Park, Sung Keun; Oh, Chang-Mo; Ryoo, Jae-Hong; Kim, Eugene; Kang, Jeong Gyu; Jung, Ju Young.
Affiliation
  • Park SK; Center for Cohort Studies, Total Healthcare Center, Samsung Kangbuk Hospital, Sungkyunkwan University School of Medicine, Seoul, South Korea.
  • Oh CM; Departments of Preventive Medicine, School of Medicine, Kyung Hee University, Seoul, South Korea.
  • Ryoo JH; Departments of Occupational and Environmental Medicine, School of Medicine, Kyung Hee University, Seoul, South Korea.
  • Kim E; Department of Orthopaedic Surgery, Samsung Kangbuk Hospital, Sungkyunkwan University School of Medicine, South Korea.
  • Kang JG; Total Healthcare Center, Samsung Kangbuk Hospital, Sungkyunkwan University, School of Medicine, Seoul, South Korea.
  • Jung JY; Total Healthcare Center, Samsung Kangbuk Hospital, Sungkyunkwan University, School of Medicine, Seoul, South Korea. Electronic address: jjy0501@naver.com.
Nutr Metab Cardiovasc Dis ; 34(10): 2273-2281, 2024 Oct.
Article in En | MEDLINE | ID: mdl-38862353
ABSTRACT
BACKGROUND AND

AIMS:

The Chinese visceral adipose index (CVAI) is more significantly associated with cardiometabolic risk factors than other obesity indices. This study investigated the relationship between CVAI and left ventricular (LV) remodeling. METHODS AND

RESULTS:

This study included 75,132 Koreans who underwent echocardiography during a health checkup. They were grouped according to quartile levels of the CVAI, body mass index (BMI), waist circumference (WC), and visceral adiposity index (VAI). LV remodeling was defined as the presence of abnormal relative wall thickness (ARWT) and left ventricular hypertrophy (LVH). Multivariate adjusted logistic regression analysis (adjusted OR [95% confidence interval]) was used to analyze the association between ARWT and LVH according to the quartile levels of each index. Receiver operating characteristic (ROC) graphs and areas under the curve (AUC) were calculated to identify the predictive ability of the indices for ARWT and LVH. ARWT was associated proportionally with CVAI quartiles in both men (second quartile 1.42 [1.29-1.56], third quartile 1.61 [1.46-1.77], fourth quartile 2.01 [1.84-2.21]), and women (second quartile 1.06 [0.78-1.45], third quartile 1.15 [0.86-1.55], and fourth quartile 2.09 [1.56-2.80]). LVH was significantly associated with third (1.74 [1.07-2.83]) and fourth quartile (1.94 [1.18-3.20]) groups of CVAI in women. ROC and AUC analyses indicated that CVAI was superior to other indices in predicting ARWT in men and LVH and ARWT in women.

CONCLUSION:

The CVAI is an effective surrogate marker of LV remodeling, particularly in women.
Subject(s)
Key words

Full text: 1 Database: MEDLINE Main subject: Ventricular Function, Left / Hypertrophy, Left Ventricular / Ventricular Remodeling / Intra-Abdominal Fat / Obesity, Abdominal Limits: Adult / Aged / Female / Humans / Male / Middle aged Country/Region as subject: Asia Language: En Journal: Nutr Metab Cardiovasc Dis Journal subject: ANGIOLOGIA / CARDIOLOGIA / CIENCIAS DA NUTRICAO / METABOLISMO Year: 2024 Type: Article Affiliation country: Korea (South)

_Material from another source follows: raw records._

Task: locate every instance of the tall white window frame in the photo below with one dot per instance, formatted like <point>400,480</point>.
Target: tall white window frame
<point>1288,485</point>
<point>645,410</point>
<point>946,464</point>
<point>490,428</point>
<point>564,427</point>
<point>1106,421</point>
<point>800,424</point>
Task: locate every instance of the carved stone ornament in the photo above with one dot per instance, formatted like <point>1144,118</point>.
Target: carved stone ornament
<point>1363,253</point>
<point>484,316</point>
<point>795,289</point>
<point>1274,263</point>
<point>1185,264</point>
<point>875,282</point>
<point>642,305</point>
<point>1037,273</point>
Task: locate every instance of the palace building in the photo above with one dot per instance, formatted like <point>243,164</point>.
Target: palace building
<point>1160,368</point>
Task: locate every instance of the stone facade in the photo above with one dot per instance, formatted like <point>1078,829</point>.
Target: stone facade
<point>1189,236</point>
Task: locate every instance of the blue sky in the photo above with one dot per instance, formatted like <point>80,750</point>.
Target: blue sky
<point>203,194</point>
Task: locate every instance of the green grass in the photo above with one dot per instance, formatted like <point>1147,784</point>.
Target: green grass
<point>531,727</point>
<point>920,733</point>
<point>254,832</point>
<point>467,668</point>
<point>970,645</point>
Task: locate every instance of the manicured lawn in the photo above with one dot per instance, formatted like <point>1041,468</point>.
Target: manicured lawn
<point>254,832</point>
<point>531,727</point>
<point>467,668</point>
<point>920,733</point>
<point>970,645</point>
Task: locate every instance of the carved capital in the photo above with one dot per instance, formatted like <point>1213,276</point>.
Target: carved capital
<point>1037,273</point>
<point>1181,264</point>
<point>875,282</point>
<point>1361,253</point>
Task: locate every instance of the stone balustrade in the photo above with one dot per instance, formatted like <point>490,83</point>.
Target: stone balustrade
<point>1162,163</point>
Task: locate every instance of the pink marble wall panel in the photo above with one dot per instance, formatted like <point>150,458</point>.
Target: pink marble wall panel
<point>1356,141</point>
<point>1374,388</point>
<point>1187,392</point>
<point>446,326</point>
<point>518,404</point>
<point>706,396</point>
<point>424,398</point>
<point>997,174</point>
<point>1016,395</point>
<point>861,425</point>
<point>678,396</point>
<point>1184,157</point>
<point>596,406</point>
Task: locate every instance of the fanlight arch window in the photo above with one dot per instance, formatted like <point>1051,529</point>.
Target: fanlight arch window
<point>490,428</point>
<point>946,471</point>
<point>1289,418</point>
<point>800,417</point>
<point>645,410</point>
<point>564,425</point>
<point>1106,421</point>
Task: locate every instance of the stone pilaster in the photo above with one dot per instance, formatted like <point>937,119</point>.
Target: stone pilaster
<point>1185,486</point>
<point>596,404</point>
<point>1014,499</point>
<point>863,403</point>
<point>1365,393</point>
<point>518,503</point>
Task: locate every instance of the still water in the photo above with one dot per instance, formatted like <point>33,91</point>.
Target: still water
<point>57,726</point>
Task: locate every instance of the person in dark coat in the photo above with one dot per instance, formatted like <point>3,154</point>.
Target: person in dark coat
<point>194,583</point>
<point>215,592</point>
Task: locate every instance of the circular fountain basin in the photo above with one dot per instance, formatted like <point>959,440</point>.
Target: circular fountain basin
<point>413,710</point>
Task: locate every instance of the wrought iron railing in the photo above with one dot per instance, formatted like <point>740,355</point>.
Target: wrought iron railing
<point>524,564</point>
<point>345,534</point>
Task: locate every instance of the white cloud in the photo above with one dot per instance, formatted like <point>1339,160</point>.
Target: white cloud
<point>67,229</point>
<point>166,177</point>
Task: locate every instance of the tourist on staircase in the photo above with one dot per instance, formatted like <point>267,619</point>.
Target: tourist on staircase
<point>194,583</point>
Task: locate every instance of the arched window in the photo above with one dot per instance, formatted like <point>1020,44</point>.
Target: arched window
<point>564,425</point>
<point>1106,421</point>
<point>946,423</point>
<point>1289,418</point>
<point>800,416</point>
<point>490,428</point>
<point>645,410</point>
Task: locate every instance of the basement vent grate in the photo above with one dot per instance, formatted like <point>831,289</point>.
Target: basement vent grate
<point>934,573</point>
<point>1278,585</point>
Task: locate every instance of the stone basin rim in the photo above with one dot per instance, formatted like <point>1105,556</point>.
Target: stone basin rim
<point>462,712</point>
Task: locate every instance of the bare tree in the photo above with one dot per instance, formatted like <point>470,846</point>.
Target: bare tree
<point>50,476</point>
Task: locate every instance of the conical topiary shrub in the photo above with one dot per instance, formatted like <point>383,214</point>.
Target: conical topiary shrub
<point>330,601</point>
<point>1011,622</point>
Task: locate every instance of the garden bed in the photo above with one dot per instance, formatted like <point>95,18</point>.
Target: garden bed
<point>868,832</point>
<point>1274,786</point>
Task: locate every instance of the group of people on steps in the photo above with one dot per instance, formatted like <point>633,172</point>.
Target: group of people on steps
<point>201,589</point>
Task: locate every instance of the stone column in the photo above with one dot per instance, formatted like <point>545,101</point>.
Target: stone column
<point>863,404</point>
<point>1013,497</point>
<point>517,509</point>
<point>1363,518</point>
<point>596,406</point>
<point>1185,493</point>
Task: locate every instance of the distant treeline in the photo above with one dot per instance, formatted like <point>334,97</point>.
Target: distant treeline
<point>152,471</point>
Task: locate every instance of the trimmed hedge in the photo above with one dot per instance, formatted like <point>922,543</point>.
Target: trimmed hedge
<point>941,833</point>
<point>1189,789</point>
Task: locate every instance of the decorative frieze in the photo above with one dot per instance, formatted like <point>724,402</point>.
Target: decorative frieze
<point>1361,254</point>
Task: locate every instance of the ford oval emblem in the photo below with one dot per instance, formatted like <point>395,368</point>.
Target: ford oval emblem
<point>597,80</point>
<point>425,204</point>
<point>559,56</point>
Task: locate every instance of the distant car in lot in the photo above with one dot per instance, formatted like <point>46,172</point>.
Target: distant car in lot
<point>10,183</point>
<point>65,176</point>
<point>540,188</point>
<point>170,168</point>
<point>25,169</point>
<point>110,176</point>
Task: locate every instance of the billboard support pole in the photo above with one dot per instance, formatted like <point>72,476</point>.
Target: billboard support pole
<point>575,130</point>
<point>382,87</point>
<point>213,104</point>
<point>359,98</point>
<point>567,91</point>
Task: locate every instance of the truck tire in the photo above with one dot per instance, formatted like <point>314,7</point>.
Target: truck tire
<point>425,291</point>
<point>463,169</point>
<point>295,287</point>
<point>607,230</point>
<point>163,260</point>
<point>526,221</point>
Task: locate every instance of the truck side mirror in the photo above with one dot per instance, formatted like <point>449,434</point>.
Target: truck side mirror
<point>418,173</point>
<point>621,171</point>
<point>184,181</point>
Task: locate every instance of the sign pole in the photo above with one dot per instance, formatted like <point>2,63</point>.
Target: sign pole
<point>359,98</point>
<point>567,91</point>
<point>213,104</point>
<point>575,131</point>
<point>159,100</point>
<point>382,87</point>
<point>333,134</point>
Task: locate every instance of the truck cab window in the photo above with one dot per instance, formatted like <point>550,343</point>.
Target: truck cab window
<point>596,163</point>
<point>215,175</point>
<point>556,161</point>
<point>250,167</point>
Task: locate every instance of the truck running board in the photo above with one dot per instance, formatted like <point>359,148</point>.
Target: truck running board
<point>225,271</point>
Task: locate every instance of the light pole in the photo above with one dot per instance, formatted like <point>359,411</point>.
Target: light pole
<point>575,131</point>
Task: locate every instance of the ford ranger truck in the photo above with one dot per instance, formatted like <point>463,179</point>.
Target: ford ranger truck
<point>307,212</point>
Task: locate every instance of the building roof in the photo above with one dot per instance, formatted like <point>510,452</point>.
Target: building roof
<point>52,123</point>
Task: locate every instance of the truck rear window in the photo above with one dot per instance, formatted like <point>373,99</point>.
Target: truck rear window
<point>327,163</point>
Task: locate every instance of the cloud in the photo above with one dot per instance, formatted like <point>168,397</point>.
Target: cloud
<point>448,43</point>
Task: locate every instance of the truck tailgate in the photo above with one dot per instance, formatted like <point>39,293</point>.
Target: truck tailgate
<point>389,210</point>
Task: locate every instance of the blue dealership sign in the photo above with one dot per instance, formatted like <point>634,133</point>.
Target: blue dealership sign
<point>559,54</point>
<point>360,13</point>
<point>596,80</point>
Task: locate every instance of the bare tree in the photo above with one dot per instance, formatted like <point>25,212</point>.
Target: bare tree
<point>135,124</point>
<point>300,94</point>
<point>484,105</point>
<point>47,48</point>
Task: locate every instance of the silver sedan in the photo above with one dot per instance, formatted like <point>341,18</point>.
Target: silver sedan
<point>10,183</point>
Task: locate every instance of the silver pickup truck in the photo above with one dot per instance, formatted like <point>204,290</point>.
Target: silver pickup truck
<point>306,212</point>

Full text: 1 Database: MEDLINE Main subject: Ventricular Function, Left / Hypertrophy, Left Ventricular / Ventricular Remodeling / Intra-Abdominal Fat / Obesity, Abdominal Limits: Adult / Aged / Female / Humans / Male / Middle aged Country/Region as subject: Asia Language: En Journal: Nutr Metab Cardiovasc Dis Journal subject: ANGIOLOGIA / CARDIOLOGIA / CIENCIAS DA NUTRICAO / METABOLISMO Year: 2024 Type: Article Affiliation country: Korea (South)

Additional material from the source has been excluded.